# Which T5 Fixture would you choose?



## Genin (Jan 28, 2007)

I am going to start up a 10gallon tank soon. I will be using ADA ferts and pressurized CO2. I will be keeping HC, rotunda, and blyxa for the most part. I can't seem to find a cheap good fixture that is 20" so I am thinking of going with either of these 24" T5 set ups. Which one do you feel is better? Is it a big deal that the light will be 4" longer than the tank?

Here's the ones I am looking at:
http://www.drsfostersmith.com/product/prod_display.cfm?c=3578+3733+13822+16770&pcatid=16770

http://www.hellolights.com/index.asp?PageAction=VIEWPROD&ProdID=131
This one is less wattage and I will need to get a 6500K bulb instead of the actinic.

Thanks for the help.


----------



## Newt (Apr 1, 2004)

Tek fixtures with Geismann Midday bulbs.
Reef Geeks sells both.

Don't use actinic on a planted tank. They for marine setups.


----------



## hoppycalif (Apr 7, 2005)

A 24" long bulb over a 20" long tank will spend about 1/6th of the light illuminating the floor. If that isn't a problem, I don't see that there is a problem.


----------



## Genin (Jan 28, 2007)

Newt,
thanks for the suggestion. I believe for what I intend on keeping, I could probably get away with a less expensive option. Do you think the Nova Extreme is a decent fixture?

hoppy,
thanks for the reply.


----------



## epicfish (Sep 11, 2006)

Light spilling over = very annoying.

Long light fixture for a short tank = ugly.

I put a 24" over a 20" tank too, so that's why I say this. It's not to discourage you, but think about it before you blow the money for a light.


----------



## TortoiseBoy (Dec 30, 2004)

Another option to look at might be the compact fluorescent kits from AHSupply (http://www.ahsupply.com/36-55w.htm). Not sure if this is what you are looking for, but a 36 watt kits is only about 18" long and the 55 watt kit is about 22" long (both of these numbers would be over-estimating the length of the lit portion of the bulb). They would also allow you to choose between 3.6 and 5.5 watts per gallon (assuming 10 gallons of water in a "10 gallon" tank - most are closer to 8, IIRC). You would need to make your own hood for them and wire them yourself, but it is very easy to do both with the instructions included in the kit.

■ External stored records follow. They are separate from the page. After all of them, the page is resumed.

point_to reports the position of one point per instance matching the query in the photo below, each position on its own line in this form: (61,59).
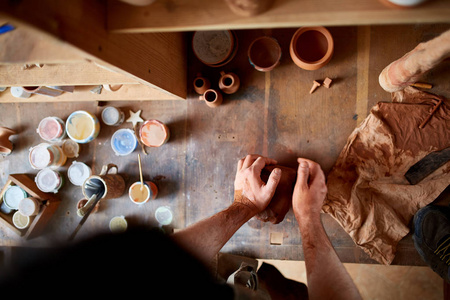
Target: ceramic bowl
(311,48)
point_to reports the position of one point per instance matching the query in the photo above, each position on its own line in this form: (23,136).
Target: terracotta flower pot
(5,144)
(264,53)
(212,98)
(229,82)
(311,48)
(201,84)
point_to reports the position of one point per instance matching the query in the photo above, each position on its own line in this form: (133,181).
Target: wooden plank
(131,92)
(180,15)
(154,59)
(79,73)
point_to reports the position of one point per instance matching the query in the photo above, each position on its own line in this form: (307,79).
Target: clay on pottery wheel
(282,200)
(249,8)
(311,48)
(5,144)
(229,82)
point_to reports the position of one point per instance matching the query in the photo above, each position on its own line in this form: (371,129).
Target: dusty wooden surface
(273,114)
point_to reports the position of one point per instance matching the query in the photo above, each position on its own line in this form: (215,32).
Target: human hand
(249,189)
(310,189)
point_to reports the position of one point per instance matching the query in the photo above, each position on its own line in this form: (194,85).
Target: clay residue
(367,191)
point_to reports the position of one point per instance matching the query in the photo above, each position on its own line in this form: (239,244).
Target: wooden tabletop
(272,114)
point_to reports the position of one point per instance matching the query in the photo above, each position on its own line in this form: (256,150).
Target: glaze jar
(229,82)
(212,98)
(264,53)
(311,48)
(201,84)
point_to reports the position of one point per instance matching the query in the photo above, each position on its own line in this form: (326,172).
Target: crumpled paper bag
(367,191)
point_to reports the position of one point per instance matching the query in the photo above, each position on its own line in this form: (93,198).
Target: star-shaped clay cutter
(135,118)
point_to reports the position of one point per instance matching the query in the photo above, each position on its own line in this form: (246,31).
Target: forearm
(205,238)
(326,275)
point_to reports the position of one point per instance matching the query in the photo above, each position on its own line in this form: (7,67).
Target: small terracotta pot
(229,82)
(5,144)
(212,98)
(264,53)
(311,48)
(249,8)
(201,84)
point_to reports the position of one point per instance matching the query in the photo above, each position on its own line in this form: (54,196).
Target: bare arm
(205,238)
(326,275)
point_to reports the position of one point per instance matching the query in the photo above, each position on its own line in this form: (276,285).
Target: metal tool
(86,215)
(427,165)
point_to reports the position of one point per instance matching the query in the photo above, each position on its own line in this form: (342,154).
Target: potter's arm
(409,68)
(205,238)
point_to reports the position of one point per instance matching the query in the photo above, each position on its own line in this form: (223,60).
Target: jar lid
(70,148)
(50,129)
(13,195)
(40,156)
(78,172)
(48,180)
(20,221)
(124,141)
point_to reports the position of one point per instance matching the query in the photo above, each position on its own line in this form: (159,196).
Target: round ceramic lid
(50,129)
(13,195)
(78,172)
(110,115)
(40,156)
(123,141)
(70,148)
(212,47)
(48,180)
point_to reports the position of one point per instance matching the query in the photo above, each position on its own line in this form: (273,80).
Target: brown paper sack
(367,191)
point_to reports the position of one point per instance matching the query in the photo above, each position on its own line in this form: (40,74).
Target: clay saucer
(213,47)
(311,48)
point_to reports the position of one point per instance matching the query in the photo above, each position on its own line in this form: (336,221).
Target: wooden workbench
(272,114)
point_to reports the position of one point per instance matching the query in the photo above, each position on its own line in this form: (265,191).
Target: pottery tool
(92,202)
(140,172)
(439,102)
(427,165)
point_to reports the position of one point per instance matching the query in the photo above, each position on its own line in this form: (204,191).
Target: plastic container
(46,155)
(21,221)
(124,142)
(78,172)
(112,116)
(82,126)
(29,206)
(51,129)
(49,181)
(13,195)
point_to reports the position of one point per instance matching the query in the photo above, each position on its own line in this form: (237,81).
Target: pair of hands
(309,192)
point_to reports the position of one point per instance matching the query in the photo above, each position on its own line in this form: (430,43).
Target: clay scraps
(367,191)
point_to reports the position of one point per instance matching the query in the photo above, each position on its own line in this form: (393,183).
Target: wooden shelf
(79,73)
(131,92)
(182,15)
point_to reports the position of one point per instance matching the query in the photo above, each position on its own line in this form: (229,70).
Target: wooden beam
(182,15)
(154,59)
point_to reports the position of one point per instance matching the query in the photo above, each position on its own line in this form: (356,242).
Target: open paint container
(82,126)
(49,181)
(154,133)
(124,142)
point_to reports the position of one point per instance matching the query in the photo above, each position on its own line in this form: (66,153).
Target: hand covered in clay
(249,189)
(310,189)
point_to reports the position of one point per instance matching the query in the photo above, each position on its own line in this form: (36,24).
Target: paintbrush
(140,172)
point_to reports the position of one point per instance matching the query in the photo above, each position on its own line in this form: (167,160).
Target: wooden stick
(140,172)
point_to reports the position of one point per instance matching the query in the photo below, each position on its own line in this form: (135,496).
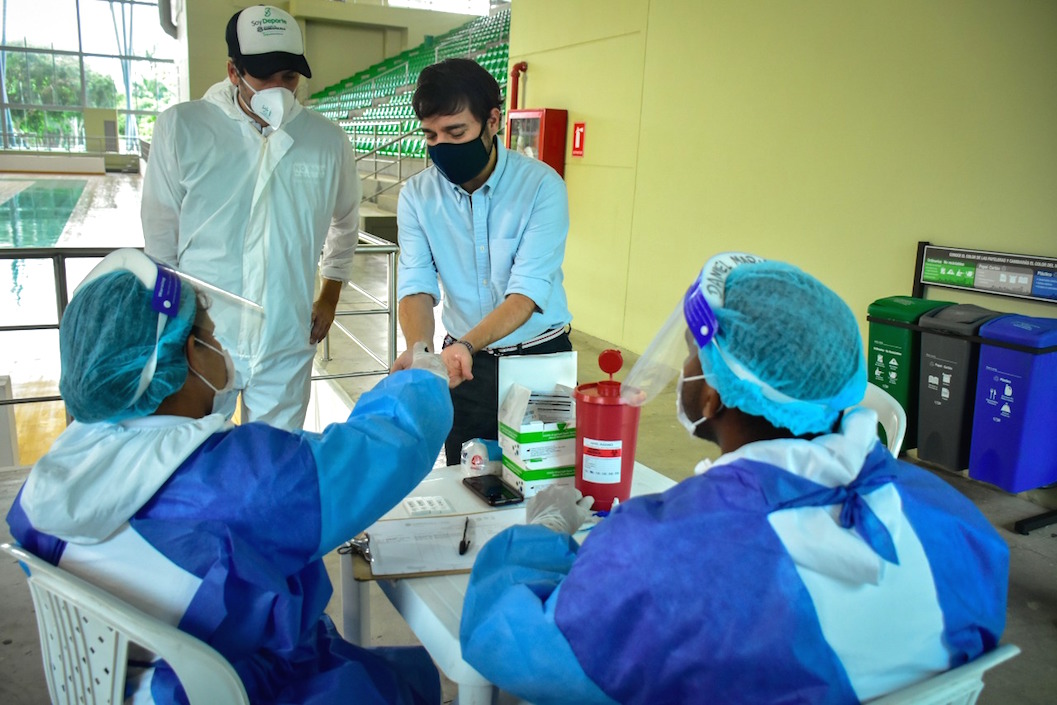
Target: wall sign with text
(1021,276)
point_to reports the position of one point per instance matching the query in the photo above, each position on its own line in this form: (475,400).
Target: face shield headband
(166,284)
(666,354)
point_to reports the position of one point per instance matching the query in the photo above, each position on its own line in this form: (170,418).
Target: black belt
(519,348)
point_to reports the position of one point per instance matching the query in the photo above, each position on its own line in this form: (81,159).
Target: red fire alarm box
(539,133)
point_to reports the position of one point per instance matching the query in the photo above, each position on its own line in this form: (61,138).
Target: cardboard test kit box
(537,420)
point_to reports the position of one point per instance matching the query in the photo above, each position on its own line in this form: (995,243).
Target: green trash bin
(893,356)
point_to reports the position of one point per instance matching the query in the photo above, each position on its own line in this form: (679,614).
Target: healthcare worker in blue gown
(805,564)
(215,529)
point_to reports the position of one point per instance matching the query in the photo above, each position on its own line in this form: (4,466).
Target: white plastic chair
(959,686)
(890,414)
(85,636)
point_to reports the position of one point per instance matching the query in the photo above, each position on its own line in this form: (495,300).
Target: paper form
(430,544)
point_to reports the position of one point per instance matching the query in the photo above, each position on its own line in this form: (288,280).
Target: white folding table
(432,605)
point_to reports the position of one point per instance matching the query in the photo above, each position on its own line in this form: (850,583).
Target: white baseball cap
(265,40)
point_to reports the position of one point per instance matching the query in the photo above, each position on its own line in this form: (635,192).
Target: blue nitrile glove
(561,508)
(422,359)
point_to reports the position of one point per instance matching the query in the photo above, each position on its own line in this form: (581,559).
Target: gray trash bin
(946,385)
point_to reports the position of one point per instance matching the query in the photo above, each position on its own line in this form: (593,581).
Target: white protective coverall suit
(251,214)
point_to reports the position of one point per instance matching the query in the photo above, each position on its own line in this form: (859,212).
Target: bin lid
(906,309)
(961,318)
(1028,331)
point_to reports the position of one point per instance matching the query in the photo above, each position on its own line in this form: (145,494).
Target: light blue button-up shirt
(508,237)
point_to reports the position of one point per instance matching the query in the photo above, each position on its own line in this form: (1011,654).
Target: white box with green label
(537,420)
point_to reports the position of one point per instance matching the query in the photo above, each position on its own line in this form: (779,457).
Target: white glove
(561,508)
(421,359)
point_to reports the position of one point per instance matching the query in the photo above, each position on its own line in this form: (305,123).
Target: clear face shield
(230,315)
(666,354)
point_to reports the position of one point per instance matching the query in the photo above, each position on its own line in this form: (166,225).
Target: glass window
(22,23)
(42,79)
(104,82)
(124,60)
(107,29)
(153,85)
(47,130)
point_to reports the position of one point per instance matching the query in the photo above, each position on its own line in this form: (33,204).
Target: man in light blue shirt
(488,227)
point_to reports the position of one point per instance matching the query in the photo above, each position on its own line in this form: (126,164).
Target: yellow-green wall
(832,134)
(339,38)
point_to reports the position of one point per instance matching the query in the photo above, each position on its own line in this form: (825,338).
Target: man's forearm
(415,314)
(330,291)
(507,317)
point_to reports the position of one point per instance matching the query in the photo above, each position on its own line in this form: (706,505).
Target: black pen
(464,544)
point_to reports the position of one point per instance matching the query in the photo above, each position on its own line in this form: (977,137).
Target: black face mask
(461,163)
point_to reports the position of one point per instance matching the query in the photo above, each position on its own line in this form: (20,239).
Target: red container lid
(606,391)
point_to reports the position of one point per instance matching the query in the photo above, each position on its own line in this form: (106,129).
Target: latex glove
(561,508)
(421,359)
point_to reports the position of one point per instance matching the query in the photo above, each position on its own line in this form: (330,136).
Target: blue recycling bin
(1014,441)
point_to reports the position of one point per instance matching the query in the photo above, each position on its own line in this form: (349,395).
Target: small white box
(537,420)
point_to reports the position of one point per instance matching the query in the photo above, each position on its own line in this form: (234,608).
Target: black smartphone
(493,489)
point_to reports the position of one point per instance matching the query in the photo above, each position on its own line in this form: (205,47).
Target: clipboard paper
(429,545)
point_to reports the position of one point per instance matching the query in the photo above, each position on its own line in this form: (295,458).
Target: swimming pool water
(35,216)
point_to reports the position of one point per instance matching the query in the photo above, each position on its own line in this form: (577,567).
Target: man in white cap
(243,189)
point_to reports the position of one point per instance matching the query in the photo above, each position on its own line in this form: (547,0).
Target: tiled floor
(1031,679)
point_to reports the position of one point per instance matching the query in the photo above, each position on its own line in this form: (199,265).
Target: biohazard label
(601,461)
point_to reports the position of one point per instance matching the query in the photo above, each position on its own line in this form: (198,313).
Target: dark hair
(456,85)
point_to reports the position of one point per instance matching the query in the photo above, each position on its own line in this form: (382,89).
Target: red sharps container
(607,428)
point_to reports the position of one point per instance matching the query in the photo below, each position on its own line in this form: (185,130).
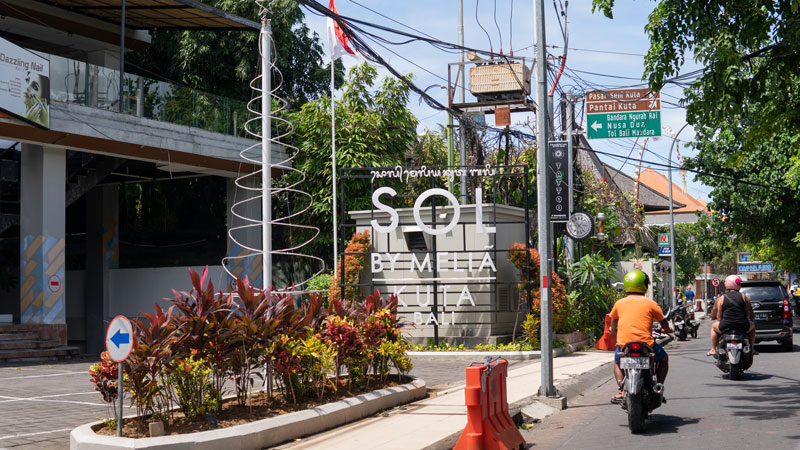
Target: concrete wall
(494,312)
(663,218)
(132,291)
(136,290)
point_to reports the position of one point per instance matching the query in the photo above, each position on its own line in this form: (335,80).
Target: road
(704,408)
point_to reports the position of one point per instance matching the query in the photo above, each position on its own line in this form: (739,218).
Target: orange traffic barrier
(609,339)
(489,425)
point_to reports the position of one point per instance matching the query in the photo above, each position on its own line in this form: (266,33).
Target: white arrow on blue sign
(119,338)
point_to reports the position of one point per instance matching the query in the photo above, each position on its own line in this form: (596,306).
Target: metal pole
(121,54)
(462,151)
(119,398)
(673,301)
(333,170)
(570,189)
(547,388)
(705,291)
(266,157)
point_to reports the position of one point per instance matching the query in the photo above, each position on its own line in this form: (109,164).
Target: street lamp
(672,301)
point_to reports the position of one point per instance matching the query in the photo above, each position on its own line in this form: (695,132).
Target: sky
(604,53)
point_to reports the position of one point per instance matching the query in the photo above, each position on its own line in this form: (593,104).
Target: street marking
(11,436)
(48,375)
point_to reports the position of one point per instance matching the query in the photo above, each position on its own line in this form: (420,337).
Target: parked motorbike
(642,392)
(734,354)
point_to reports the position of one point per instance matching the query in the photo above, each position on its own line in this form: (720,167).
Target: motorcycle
(734,354)
(679,323)
(642,392)
(693,324)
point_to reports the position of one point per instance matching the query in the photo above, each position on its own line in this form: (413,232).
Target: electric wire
(477,2)
(499,33)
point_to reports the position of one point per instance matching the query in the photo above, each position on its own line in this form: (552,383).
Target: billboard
(24,84)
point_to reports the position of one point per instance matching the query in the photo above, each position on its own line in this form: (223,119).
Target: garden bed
(259,433)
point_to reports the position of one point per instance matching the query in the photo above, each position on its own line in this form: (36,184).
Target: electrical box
(490,80)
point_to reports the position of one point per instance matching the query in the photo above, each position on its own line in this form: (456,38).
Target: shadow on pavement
(662,424)
(767,402)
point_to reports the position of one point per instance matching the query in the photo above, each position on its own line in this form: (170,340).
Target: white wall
(137,290)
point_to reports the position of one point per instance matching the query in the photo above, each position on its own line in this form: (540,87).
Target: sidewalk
(427,424)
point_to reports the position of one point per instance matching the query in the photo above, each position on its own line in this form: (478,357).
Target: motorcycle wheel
(636,413)
(736,372)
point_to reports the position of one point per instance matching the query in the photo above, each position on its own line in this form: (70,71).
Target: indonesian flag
(337,40)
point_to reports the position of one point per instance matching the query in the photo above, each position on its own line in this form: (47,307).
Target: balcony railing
(96,86)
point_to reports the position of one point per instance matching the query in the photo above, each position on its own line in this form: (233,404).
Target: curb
(570,389)
(516,356)
(263,433)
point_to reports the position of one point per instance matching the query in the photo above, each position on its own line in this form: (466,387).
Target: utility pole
(672,274)
(462,94)
(570,189)
(542,124)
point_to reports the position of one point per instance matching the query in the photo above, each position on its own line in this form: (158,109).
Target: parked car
(773,310)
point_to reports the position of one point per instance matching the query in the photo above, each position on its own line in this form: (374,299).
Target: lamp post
(672,301)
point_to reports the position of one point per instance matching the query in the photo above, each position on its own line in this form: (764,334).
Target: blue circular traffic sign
(119,338)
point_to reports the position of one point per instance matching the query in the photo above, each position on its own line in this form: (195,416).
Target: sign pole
(547,389)
(570,149)
(674,300)
(119,343)
(119,398)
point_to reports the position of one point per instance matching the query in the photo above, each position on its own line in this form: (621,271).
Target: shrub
(529,271)
(104,375)
(321,282)
(190,386)
(152,351)
(532,328)
(183,354)
(354,260)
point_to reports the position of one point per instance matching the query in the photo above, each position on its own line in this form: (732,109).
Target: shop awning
(161,14)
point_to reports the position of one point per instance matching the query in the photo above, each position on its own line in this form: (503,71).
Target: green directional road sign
(623,125)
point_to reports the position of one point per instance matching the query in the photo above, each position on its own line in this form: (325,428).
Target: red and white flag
(337,40)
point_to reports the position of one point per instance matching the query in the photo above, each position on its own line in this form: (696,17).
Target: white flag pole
(333,158)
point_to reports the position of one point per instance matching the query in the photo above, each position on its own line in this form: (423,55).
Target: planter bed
(262,433)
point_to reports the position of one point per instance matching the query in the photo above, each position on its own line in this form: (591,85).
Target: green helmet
(636,282)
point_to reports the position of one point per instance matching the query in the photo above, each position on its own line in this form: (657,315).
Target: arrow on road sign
(120,338)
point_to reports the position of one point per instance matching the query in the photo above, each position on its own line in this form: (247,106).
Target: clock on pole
(580,226)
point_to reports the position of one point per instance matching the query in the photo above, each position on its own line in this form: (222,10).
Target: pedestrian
(689,294)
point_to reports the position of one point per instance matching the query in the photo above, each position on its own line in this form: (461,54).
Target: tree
(374,128)
(224,62)
(743,106)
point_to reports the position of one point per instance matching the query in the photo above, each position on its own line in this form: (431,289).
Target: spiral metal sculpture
(285,189)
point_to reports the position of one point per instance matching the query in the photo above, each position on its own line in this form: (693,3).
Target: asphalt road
(704,409)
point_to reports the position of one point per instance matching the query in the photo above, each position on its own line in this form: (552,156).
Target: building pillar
(43,180)
(102,255)
(243,261)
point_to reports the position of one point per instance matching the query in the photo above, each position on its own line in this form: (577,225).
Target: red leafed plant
(354,260)
(152,352)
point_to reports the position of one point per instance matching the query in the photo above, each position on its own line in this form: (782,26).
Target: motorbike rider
(632,320)
(732,310)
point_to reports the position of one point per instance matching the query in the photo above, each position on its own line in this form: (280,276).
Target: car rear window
(762,293)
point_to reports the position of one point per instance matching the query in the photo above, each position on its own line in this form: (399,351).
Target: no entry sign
(54,283)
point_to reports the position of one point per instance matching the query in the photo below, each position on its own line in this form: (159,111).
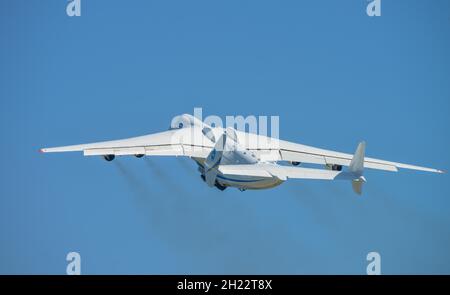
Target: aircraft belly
(248,182)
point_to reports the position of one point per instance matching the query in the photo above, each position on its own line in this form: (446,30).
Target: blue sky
(124,68)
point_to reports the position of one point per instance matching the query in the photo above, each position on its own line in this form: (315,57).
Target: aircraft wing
(302,153)
(282,172)
(180,142)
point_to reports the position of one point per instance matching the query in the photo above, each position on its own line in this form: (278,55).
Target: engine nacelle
(334,167)
(185,120)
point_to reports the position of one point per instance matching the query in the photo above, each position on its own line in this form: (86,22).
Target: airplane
(230,158)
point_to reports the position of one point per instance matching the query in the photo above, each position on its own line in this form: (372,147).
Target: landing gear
(217,184)
(109,158)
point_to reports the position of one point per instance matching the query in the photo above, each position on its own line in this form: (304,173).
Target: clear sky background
(124,68)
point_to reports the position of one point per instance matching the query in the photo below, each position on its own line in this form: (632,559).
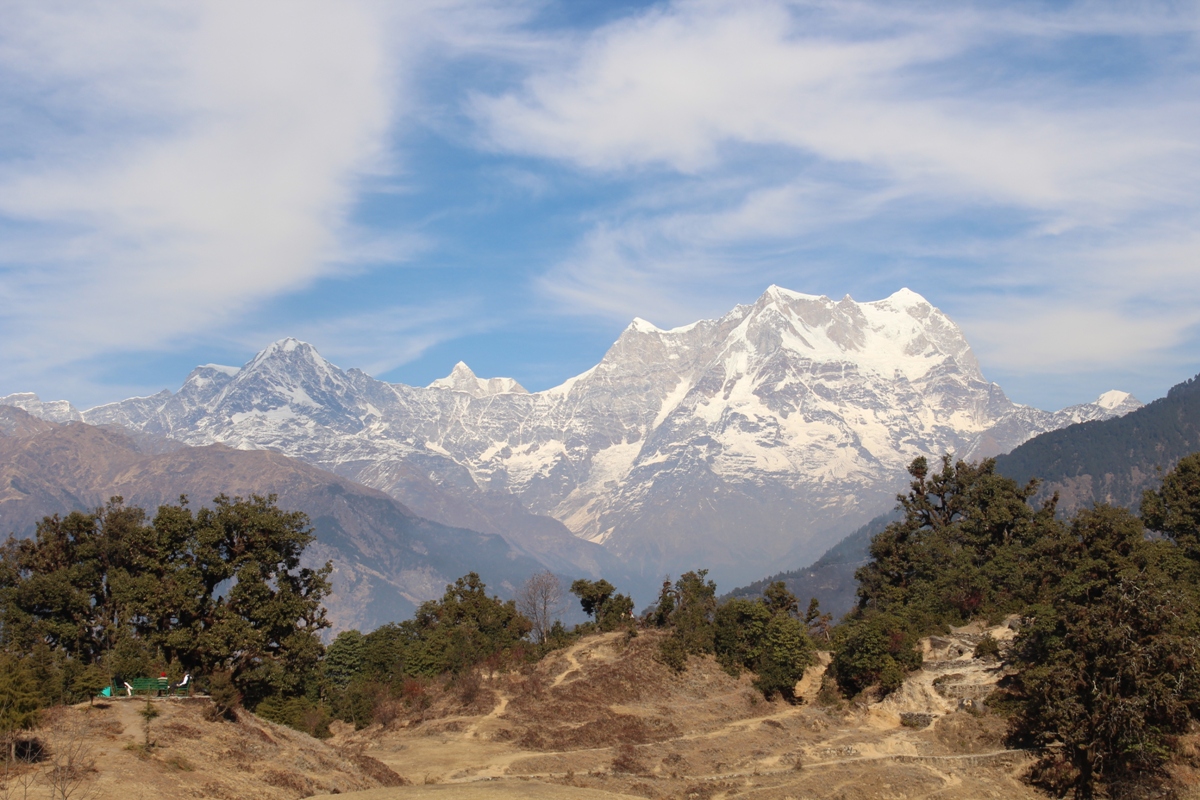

Anyway, it isn't t5 lighting, but I have been very impressed with the reflectors from AHSupply and I think they are a great bargain. Just thought I would suggest another possible way to go.

TB


----------



## Genin (Jan 28, 2007)

Thanks for all the replies. I actually got the 24" Nova Extreme fixture. I am not too worried about light spillage but now you have me concerned that it will look ugly, lol. I'll let you know what I think when I get the light.


----------